String verificationId = '';
String resendTokenString = '';
await FirebaseAuth.instance.verifyPhoneNumber(
phoneNumber: phoneNumber,
codeSent: (id, resendToken) {
verificationId = id;
resendTokenString = resendToken?.toString() ?? '';
},
);
codeAutoRetrievalTimeout
Androidで、SMSで送信されたコードのの自動承認処理が失敗して、タイムアウトになった場合に呼び出されます。これは設定しなくても問題ありません。
verificationFailed
電話番号が間違っていた場合などのFirebaseのエラーが返された場合に、呼び出されます。これが呼び出された場合に、エラー表示をして、再送信や入力を戻す必要があります。

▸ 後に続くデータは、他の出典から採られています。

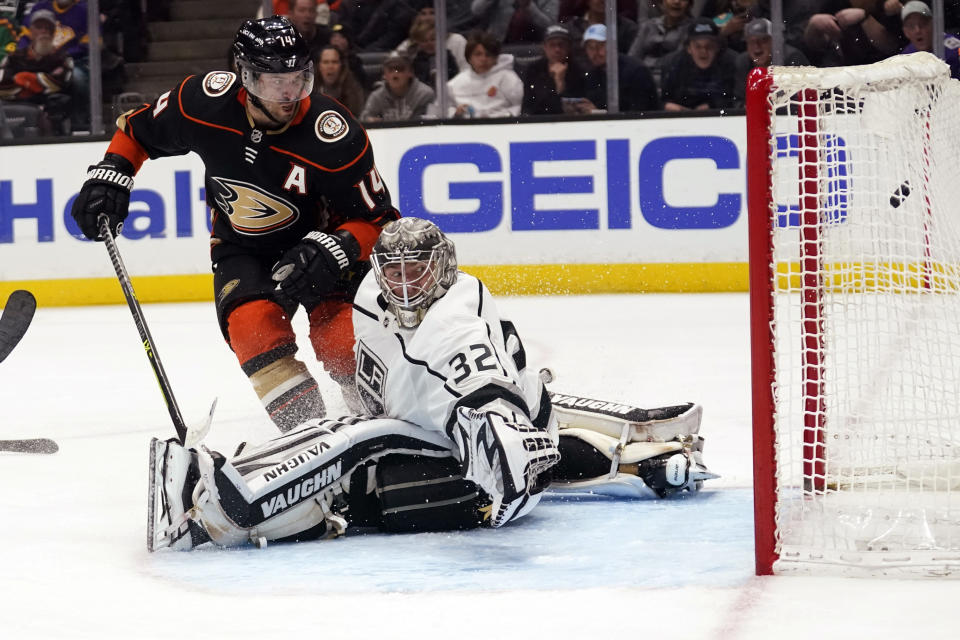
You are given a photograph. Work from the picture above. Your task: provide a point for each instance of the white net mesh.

Androidの場合 (verificationCompleted)
Androidの自動認証が有効になっている場合には、コードを入力しなくても、verificationCompletedのコールバックが呼び出されて、Credentialを返してくれます。このオブジェクトを利用すると、ログイン状態にできます。
verificationCompletedはcodeSentの後に呼び出される場合があるので、コードの入力画面で待ちつつ、自動遷移に移るようにします。

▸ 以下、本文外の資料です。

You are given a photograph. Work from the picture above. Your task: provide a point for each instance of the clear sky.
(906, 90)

await FirebaseAuth.instance.verifyPhoneNumber(
phoneNumber: phoneNumber,
verificationCompleted: (credential) async {
final user = userCredential.user;
if (user != null) {
}
},
);
確認コードの入力
アプリ上で確認コードを入力した後にverifyPhoneNumberで返されたidを使って、認証が正しいか検証します。PhoneAuthProvider.credentialにidと認証コードを設定して、認証情報を作成し、signInWithCredentialを呼び出します。成功すると、ユーザーの認証情報が返されます。
PhoneAuthCredential credential = PhoneAuthProvider.credential(
verificationId: verificationId,
smsCode: smsCode,
);
final userCredential =
await FirebaseAuth.instance.signInWithCredential(credential);
再送処理
同じ電話番号へSMSの再送処理を行うには、verifyPhoneNumberで返されたresendTokenをforceResendingTokenに指定して、もう一度verifyPhoneNumberを呼び出すと、再度SMSが送信されます。

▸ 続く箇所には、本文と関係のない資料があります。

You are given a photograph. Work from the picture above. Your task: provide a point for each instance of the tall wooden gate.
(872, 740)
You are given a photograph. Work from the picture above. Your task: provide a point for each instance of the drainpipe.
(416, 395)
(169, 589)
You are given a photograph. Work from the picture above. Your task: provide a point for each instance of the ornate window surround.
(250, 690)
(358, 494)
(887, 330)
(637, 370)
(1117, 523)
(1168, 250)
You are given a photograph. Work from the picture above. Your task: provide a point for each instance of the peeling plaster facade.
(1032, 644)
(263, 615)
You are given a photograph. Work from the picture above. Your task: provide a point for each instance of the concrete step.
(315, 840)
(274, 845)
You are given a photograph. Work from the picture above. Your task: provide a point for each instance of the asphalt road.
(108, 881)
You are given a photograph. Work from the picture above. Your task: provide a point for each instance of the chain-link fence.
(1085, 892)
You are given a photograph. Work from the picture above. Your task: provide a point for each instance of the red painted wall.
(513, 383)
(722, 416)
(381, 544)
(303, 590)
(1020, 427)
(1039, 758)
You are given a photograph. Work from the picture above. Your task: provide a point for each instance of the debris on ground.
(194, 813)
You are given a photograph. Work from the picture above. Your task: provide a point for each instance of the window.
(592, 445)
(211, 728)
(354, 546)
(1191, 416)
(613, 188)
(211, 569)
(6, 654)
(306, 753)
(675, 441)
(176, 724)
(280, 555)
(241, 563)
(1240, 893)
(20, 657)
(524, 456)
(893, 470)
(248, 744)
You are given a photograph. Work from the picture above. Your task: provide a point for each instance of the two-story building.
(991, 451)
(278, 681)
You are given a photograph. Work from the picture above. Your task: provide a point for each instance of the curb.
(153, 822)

String verificationId = '';
String resendTokenString = '';
await FirebaseAuth.instance.verifyPhoneNumber(
phoneNumber: phoneNumber,
codeSent: (id, resendToken) {
verificationId = id;
resendTokenString = resendToken?.toString() ?? '';
},
forceResendingToken: resendTokenString, // 保存したresendTokenを再利用
);
おわりに
- 今回はFlutterとFirebaseを用いた電話番号認証についてまとめてみました。みなさんもぜひ試してみてください。